Precisando de uma vitória para manter a mesma distância (13 pontos) em relação ao líder, fomos a campo para fechar a rodada do campeonato.

O jogo foi meio travado. Criamos bastante, tivemos muita posse de bola e boas chances, mas em diversos momentos corremos o risco de, numa bola marota, tomarmos o empate.

O importante é que a vitória veio.

Jogo válido pela 24ª rodada do Brasileirão 2017.

Gol, melhores momentos.

FICHA TÉCNICA
Palmeiras 1×0 Coritiba

Local: Estádio do Pacaembu, em São Paulo (SP)
Data: 18 de setembro de 2017 (segunda-feira)
Horário: 20h (de Brasília)
Público: 26.621
Renda: R$ 767.222,50
Árbitro: Dewson Fernando Freitas da Silva (FIFA-PA)
Assistentes: Helcio Araujo Neves e Jose Ricardo Guimaraes Coimbra (ambos do PA)
Gol: Jean (38′ do 1ºT, 1-0)
Cartões Amarelos: Edu Dracena, Egídio, Mayke (Palmeiras); Henrique Almeida, Dodô, Alan Santos (Coritiba)

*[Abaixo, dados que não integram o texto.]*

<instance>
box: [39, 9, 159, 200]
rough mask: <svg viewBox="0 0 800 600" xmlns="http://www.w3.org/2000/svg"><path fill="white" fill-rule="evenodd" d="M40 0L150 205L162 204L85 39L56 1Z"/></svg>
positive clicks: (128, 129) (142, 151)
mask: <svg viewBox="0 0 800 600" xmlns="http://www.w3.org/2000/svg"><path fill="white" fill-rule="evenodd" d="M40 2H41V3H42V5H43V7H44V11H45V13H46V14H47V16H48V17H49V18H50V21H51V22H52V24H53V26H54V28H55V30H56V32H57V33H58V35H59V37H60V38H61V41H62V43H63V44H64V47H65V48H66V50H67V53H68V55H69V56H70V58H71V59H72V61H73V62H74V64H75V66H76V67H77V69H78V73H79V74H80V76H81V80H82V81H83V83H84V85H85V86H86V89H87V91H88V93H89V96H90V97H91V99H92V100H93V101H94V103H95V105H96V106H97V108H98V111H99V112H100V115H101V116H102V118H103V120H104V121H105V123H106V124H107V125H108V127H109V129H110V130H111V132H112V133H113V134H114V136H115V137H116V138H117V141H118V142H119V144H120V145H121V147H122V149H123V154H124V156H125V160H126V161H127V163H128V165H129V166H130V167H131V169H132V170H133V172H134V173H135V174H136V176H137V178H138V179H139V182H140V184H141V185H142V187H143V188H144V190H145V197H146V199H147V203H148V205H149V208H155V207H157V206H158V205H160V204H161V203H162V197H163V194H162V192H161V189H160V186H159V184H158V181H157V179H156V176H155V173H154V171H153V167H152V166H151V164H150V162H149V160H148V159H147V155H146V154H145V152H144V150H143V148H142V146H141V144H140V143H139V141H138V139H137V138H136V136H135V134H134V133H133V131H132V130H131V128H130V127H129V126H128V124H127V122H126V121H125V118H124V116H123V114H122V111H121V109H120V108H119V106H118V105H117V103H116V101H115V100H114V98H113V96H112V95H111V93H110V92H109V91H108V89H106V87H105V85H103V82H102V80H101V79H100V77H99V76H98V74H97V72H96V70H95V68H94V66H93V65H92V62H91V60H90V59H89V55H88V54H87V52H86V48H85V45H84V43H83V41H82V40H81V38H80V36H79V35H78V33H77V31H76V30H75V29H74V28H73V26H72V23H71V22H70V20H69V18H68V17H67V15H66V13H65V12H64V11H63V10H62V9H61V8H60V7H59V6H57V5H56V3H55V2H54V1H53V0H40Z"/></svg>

Palmeiras: Fernando Prass; Mayke, Edu Dracena, Juninho e Egídio; Jean (Thiago Santos, 37′ do 2ºT), Tchê Tchê e Moisés; Keno (Róger Guedes, 17′ do 2ºT), Deyverson (Miguel Borja, 37′ do 2ºT) e Dudu. Técnico: Cuca

Coritiba: Wilson; Dodô, Walison Maia, Cléber Reis e Thiago Carleto; Alan Santos, Matheus Galdezani e Anderson (Rafael Longuine, intervalo); Getterson (Iago Dias, intervalo), Henrique Almeida (Filigrana, 30′ do 2ºT) e Rildo. Técnico: Marcelo Oliveira

PÓS-JOGO

Verdazzo

O Palmeiras venceu o Coritiba por 1 a 0 esta noite no Pacaembu e trouxe de volta a diferença para o rival para 13 pontos, ainda dentro de uma zona de alcance, embora distante. O preocupante, no entanto, foi o baixo rendimento do time, sobretudo no segundo tempo, o que não permite maiores sonhos até o final do ano – a não ser que a evolução venha rápido nos próximos jogos.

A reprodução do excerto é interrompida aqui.